On Wed, 11 Apr 2012 07:18:38 -0700 (PDT)
Darrell Anderson <humanreadable(a)yahoo.com> wrote:
Generally the
gcc changes are to provide for the future,
unfortunately not giving that much weight to the past. No we are
not the only large project affected, but we are hit especially hard
due to the small manpower-to-codebase_size of this project. Where
other large projects, k4, gnome, etc.. may have hundreds of
developers to help with changes, we have a relative few.

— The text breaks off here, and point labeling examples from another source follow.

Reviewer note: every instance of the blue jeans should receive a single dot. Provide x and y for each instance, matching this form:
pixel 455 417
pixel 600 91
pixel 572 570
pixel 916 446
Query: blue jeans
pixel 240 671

This the overwhelming attitude throughout free/libre software
developers: screw backwards compatibility. Damn the torpedoes, full
speed ahead with bleeding edge!
I understand the reasoning: much less overhead and tighter code. Yet
idealism seldom satisfies reality. Backwards compatibility is
necessary.
But here g++ developers *do* provide backwards compatibility, it is
called -fpermissive. And there is no "bleeding edge" at all unless you
consider C++98 to be a bleeding edge standard.
Anyway, old compilers still work. On my Slackware 13.1 system, I have
g++-3.4 installed into /opt, and I can use it to compile a working
program against system Qt4 thanks to system g++ being backwards
compatible with g++-3.4 in terms of ABI.